Did you know that the Harry Potter series was banned? Banned Books Week is a global event around the end of September every year, originating in 1982. In fact, this past week was Banned Books Week (September 18th-24th). Its significance lies in the celebration of intellectual freedom and raising awareness on the effect of censorship, starting with books. The chosen theme for this year is “Books Unite Us. Censorship Divides Us.”
Banned Books Week was first founded by activist Judith Krug, in 1982. The goal was to bring to light the censorship of books to United States citizens. This was following the Island Tree School District v. Pico case, which resulted in the Supreme Court ruling on June 25th, 1982, that school officials do not have the permission to ban books from libraries solely due to their content.
The cause for the challenge/ban of these books through the last four decades were often due to their nature of containing profanity, sexual explicitness, abuse, and gender diversity.
The five most challenged books across the United States this year (in descending order), according to the American Library Association (ALA)’s Office for Intellectual Freedom are: Gender Queer, by Maia Kobabe; Lawn Boy, by Jonathan Evison; All Boys Aren’t Blue, by George M. Johnson, Out of Darkness, by Ashley Hope Perez; and The Hate U Give, by Angie Thomas.
Why is book banning and censorship important to Northwood? Banned Books Week raises awareness of censorship to the school, which has secluded itself as a private institution, according to Ms. Noel Carmichael, Dean of Faculty and Academic Affairs.
“We’re a little bit sheltered from this issue [of censorship], in a way, because, as an independent school we have a lot of freedom,” Carmichael said. “Every one of our English teachers and other courses gets to choose what they want to include in their courses that we vet internally, but we don’t have to respond to any external source for our reading material.
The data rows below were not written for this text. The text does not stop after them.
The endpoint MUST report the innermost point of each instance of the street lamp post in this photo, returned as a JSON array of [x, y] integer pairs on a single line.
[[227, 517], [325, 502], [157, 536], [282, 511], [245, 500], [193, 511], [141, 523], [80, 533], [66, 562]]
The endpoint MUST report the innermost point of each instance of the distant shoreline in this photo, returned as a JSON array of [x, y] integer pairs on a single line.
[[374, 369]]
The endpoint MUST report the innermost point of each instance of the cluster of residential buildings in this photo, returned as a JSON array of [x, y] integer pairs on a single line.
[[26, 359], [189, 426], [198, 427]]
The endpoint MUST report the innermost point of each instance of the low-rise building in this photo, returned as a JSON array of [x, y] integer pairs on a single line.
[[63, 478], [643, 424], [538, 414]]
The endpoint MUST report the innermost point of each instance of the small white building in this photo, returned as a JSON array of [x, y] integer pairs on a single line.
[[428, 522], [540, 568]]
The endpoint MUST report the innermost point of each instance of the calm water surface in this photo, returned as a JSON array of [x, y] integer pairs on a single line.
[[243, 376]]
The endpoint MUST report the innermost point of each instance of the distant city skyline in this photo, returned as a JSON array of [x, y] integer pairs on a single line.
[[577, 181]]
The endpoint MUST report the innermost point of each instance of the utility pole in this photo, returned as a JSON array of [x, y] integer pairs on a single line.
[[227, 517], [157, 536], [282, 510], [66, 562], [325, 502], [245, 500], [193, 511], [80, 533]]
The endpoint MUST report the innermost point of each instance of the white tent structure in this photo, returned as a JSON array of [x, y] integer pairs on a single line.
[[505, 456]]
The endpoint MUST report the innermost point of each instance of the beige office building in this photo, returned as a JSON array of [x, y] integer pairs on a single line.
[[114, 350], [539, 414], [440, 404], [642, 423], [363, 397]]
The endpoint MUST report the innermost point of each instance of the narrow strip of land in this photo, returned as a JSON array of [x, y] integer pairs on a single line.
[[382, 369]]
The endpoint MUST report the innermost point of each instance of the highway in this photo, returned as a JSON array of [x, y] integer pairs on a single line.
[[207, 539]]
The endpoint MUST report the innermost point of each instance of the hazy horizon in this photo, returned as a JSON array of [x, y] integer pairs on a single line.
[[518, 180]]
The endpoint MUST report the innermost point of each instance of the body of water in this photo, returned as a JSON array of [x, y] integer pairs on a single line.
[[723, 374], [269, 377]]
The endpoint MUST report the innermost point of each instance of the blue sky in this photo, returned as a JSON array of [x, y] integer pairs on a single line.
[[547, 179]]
So, we have a lot of freedom. But what that means is that we are ignorant of these issues. We can read whatever we want, but there are some people who can’t, and therefore, we have that problem of not knowing it’s an issue because it’s not an issue for us.”
Back to the beloved Harry Potter books. According to the American Library Association, the popular children’s series, which has been made into wildly popular movies, are the most challenged books of this century. The most recent occurrence was in a Nashville Catholic school in 2019, according to The Tennessean newspaper.